The average time to graduate with a college degree in the U.S. is 6 years. Suppose you collect data from a normally-distributed sample of 40 NYU students who average a degree completion time of 5.4 years with standard deviation of 1.5 years. Based on this sample, test the hypothesis that the average time to earn a college degree from NYU is different from the U.S. average time to degree completion.
Since the average time is the U.S. , we will create the hypothesis based on that value
H0 is equal to 6 years H1 is not equal to 6 years
We are not given the variance, but the problem states that the data is normally distributed. Therefore a one sample t-test and Two-sided ( because most people use this to test both tails)

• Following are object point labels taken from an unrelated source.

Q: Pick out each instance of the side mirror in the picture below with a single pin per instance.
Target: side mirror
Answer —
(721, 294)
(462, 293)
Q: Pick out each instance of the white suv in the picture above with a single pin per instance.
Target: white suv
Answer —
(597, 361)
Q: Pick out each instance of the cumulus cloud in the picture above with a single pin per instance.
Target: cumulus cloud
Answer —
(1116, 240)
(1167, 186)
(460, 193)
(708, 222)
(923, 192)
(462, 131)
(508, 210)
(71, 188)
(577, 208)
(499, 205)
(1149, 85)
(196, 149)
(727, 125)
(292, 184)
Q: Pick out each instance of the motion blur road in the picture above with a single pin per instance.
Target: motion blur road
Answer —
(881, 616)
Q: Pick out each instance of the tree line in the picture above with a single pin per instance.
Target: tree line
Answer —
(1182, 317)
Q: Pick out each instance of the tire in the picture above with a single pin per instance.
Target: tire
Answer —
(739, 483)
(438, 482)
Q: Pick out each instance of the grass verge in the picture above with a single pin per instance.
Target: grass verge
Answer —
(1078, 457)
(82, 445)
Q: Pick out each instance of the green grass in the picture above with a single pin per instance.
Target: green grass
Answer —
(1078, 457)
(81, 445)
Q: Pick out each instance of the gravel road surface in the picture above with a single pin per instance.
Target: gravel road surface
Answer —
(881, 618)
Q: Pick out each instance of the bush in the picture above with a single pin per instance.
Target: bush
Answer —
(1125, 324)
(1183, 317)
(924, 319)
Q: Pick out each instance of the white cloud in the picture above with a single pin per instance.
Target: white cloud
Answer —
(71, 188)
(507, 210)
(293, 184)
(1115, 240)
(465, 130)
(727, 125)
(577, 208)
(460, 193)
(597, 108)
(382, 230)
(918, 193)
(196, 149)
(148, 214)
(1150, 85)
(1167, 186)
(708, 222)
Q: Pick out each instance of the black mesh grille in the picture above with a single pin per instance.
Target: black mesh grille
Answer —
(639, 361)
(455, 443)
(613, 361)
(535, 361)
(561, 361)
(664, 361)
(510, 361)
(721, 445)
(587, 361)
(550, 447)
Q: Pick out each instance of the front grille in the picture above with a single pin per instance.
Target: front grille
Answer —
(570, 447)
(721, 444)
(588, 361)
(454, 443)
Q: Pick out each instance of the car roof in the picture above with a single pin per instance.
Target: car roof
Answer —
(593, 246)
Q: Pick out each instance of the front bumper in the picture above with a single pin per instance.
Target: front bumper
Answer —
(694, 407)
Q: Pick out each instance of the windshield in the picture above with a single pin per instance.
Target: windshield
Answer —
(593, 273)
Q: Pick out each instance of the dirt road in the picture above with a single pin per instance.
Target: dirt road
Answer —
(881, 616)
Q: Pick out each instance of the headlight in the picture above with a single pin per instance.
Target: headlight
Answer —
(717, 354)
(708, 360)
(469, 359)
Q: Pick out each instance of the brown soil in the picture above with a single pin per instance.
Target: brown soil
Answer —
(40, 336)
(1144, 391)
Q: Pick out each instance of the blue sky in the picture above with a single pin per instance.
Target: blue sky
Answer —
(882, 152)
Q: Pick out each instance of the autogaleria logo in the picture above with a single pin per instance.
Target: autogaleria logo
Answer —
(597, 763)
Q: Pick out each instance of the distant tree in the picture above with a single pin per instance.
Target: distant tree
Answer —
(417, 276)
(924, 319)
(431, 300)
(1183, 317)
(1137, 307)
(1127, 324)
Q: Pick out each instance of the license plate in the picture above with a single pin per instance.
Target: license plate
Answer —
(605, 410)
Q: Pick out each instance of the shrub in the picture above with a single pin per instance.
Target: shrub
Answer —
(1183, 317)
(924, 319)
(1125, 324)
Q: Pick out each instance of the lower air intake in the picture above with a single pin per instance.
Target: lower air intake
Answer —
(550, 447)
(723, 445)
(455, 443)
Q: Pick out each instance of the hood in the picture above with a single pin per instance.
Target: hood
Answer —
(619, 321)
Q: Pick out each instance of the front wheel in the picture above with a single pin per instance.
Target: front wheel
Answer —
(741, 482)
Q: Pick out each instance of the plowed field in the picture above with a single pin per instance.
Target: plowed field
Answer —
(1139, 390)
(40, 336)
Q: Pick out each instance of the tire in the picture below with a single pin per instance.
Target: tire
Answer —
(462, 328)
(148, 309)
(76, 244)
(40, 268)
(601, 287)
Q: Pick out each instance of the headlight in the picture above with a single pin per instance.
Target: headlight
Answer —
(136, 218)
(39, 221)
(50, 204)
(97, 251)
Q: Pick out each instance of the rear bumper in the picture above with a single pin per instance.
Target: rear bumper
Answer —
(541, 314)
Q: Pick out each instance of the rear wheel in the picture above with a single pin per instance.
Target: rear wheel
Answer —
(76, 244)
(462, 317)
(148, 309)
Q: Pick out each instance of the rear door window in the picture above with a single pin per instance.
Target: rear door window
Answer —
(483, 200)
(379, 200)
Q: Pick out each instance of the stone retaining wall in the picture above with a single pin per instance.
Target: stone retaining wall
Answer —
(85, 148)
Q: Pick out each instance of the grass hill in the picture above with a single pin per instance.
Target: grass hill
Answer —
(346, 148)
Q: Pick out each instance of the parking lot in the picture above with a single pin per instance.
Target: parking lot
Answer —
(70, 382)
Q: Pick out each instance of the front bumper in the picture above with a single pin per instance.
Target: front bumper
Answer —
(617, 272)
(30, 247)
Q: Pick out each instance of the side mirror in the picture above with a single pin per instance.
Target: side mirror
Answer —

The numbers would be plugged as follow:
NYU avg = 5.4 NYU sd = 1.5 Country avg = 6 degrees of freedom = 40
#sqrt(40) is 6.32455
t-stat = 5.4-6/(1.5/6.32455) t-stat = -0.6/0.2371 t-stat = -2.5306
# t-stat is -2.53
pt(-2.53,40-1)*2
## [1] 0.01555661
#p-value is 0.0156 , which is under 0.05
We would reject the null hypothesis.
first <- qt(0.975,40-1)
first
## [1] 2.022691
# or
alternative<- qt(0.025,40-1)
alternative
## [1] -2.022691
To calculate the confidence interval we would calculate the following:
5.5 + 2.02(0.2371) 5.5+0.4789 5.97
5.5 - 2.02(0.2371) 5.5-0.4789 5.0211
Therefore, the Confidence intervals oscillates between 5.0211 and 5.97, it does not contain 6. This supports the rejection of the null hypothesis.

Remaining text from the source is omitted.